Non è creata a immagine e somiglianza rispetto alla madre e al suo corpo ma rispetto all'assolutezza del(lo sguardo del) padre, del Maschio a cui Dennis Quaid - su tutti - presta un corpo spesso reso ripugnante.

In questo quadro, la relazione tra Elisabeth e Sue in The Substance trova in un gioco tra scissione e unificazione il suo perno.

 

In un primo senso, Elisabeth è il corpo notturno da cui man mano si separa l'anima diurna di Sue, sempre più a disagio dinanzi alle bassezze concrete, tanto da nasconderle (sfruttandole) in un apposito ripostiglio.

In un secondo senso, il desiderio di Elisabeth spinge sino a separarsi dal corpo concretamente situato, ingegnerizzando indirettamente il corpo neonato di Sue e mantenendo il proprio al minimo delle funzioni. 
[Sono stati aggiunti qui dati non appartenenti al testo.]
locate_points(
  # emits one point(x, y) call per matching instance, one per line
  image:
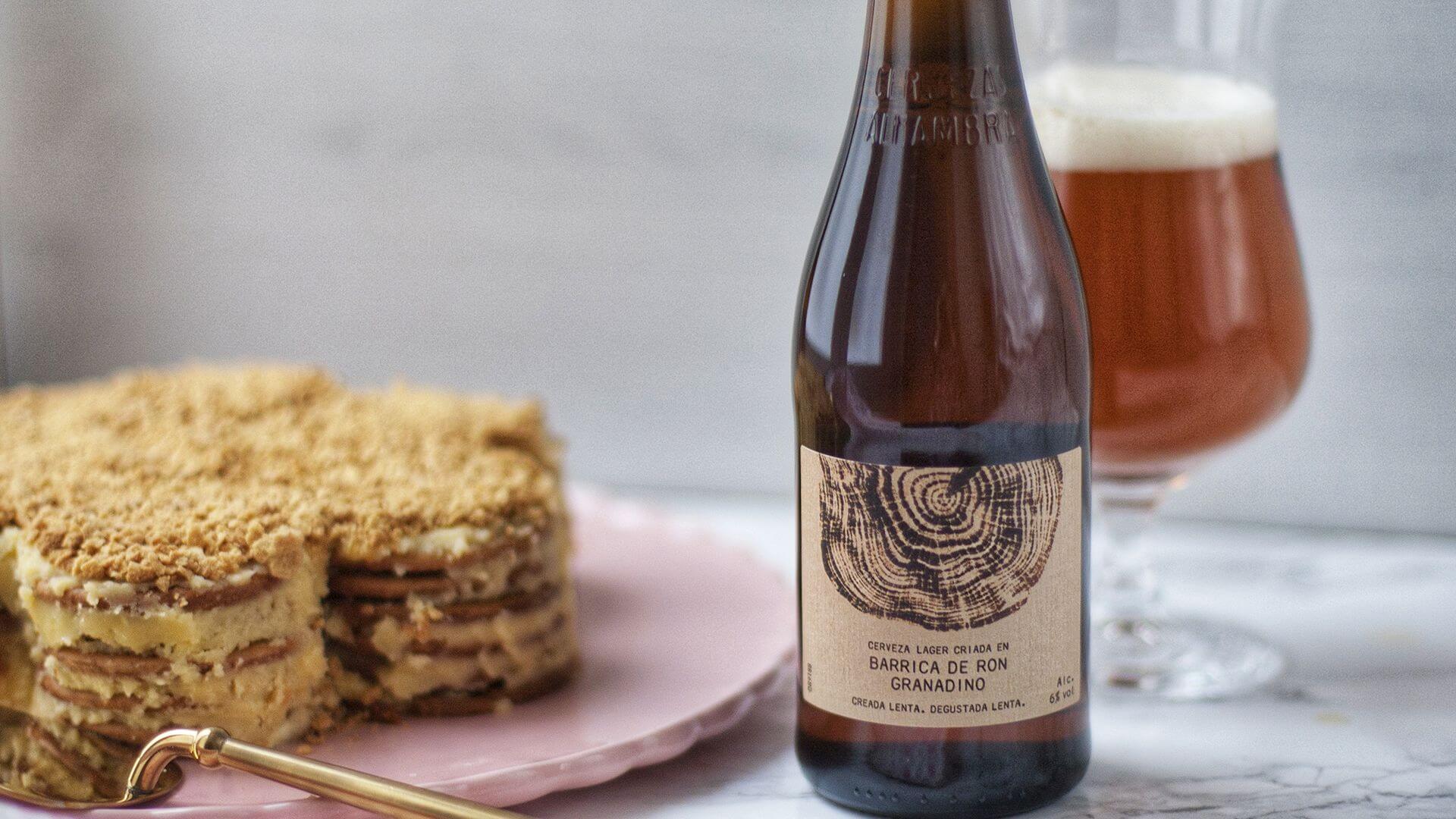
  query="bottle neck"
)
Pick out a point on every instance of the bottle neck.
point(940, 53)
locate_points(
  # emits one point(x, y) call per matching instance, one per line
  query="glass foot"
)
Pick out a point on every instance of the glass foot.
point(1181, 659)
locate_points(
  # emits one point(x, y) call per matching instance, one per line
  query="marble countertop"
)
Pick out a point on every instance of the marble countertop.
point(1362, 727)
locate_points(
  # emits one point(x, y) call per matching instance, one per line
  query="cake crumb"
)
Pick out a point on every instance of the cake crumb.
point(172, 477)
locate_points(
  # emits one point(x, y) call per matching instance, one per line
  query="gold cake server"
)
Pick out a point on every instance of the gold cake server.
point(55, 765)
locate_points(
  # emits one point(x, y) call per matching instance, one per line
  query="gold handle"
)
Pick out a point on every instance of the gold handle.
point(213, 748)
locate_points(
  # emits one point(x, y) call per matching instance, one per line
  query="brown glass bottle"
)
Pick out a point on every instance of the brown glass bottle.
point(941, 324)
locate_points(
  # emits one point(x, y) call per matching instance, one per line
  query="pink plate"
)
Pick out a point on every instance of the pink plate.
point(680, 635)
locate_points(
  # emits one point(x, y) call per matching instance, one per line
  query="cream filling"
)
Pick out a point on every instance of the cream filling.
point(206, 635)
point(9, 583)
point(36, 573)
point(267, 717)
point(299, 672)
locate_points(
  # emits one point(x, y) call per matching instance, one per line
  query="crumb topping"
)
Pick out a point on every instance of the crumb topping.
point(165, 477)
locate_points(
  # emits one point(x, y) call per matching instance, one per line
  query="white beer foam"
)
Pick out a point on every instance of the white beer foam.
point(1145, 118)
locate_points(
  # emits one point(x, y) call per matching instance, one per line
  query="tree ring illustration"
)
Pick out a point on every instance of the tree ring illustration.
point(943, 548)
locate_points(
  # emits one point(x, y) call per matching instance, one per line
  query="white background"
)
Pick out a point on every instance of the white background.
point(607, 203)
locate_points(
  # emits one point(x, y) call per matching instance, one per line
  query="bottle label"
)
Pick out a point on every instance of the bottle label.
point(941, 596)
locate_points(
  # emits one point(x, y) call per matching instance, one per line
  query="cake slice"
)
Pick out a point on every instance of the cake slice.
point(175, 605)
point(449, 589)
point(242, 547)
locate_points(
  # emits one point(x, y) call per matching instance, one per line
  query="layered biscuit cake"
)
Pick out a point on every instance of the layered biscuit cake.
point(249, 547)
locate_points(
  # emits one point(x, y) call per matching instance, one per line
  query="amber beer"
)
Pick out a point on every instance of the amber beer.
point(943, 401)
point(1171, 186)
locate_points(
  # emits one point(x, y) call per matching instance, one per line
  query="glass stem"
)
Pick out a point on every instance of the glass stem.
point(1126, 588)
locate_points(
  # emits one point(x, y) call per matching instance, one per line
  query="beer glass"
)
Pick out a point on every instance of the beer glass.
point(1159, 129)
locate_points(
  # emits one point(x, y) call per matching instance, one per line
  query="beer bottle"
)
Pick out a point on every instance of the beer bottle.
point(941, 391)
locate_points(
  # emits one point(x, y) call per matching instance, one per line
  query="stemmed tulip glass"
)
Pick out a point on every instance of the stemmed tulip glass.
point(1158, 121)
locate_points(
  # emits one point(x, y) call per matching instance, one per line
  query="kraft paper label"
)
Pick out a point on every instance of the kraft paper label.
point(941, 598)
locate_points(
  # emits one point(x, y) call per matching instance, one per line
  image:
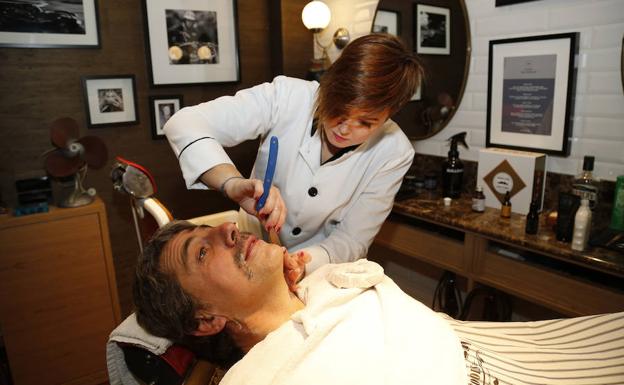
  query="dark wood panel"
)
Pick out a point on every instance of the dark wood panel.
point(40, 85)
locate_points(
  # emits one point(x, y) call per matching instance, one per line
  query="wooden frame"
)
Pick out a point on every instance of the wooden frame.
point(432, 30)
point(501, 3)
point(161, 109)
point(191, 41)
point(387, 21)
point(35, 24)
point(531, 86)
point(110, 100)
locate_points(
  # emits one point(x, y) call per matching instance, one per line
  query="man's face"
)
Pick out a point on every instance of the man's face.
point(355, 128)
point(221, 267)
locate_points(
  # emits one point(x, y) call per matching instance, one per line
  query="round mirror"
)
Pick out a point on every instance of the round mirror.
point(439, 33)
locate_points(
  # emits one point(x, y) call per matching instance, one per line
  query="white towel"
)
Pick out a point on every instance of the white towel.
point(130, 332)
point(354, 335)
In toto, il contesto (mediatico) in cui Elisabeth e Sue si muovono non autorizza l'unificazione e promuove invece la scissione. 

 

L'armamentario del body horror, iconografico ma anche sonoro, permette a Fargeat di gestire questo discorso in una maniera che scarta macroscopicamente il realismo; lo sguardo di The Substance però si avvale di una rosa di riferimenti più ampia, in cui non tutto Cronenberg, per esempio, opera da modello.

 

Sarà peraltro chiaro come il solo impiego di elementi profilmici (soprattutto per effetti speciali e costumi) affini al body horror non determina necessariamente omogeneità estetiche né è sufficiente a scansare ogni realismo.

Possiamo immaginare un'opera in cui le risorse linguistico-filmiche assecondano, per un motivo o per un altro, una carica realistica che invece il profilmico nega manifestamente. 

Riprendiamo: condensazioni e spostamenti, si diceva.

 

Sul piano narrativo una delle prove di Cronenberg che sembra presentare assonanze di rilievo rispetto a The Substance è La mosca, preso nel suo tono ai limiti del fiabesco, tra la sfera di vetro di Quarto potere e rinvii ancor più fanciulleschi.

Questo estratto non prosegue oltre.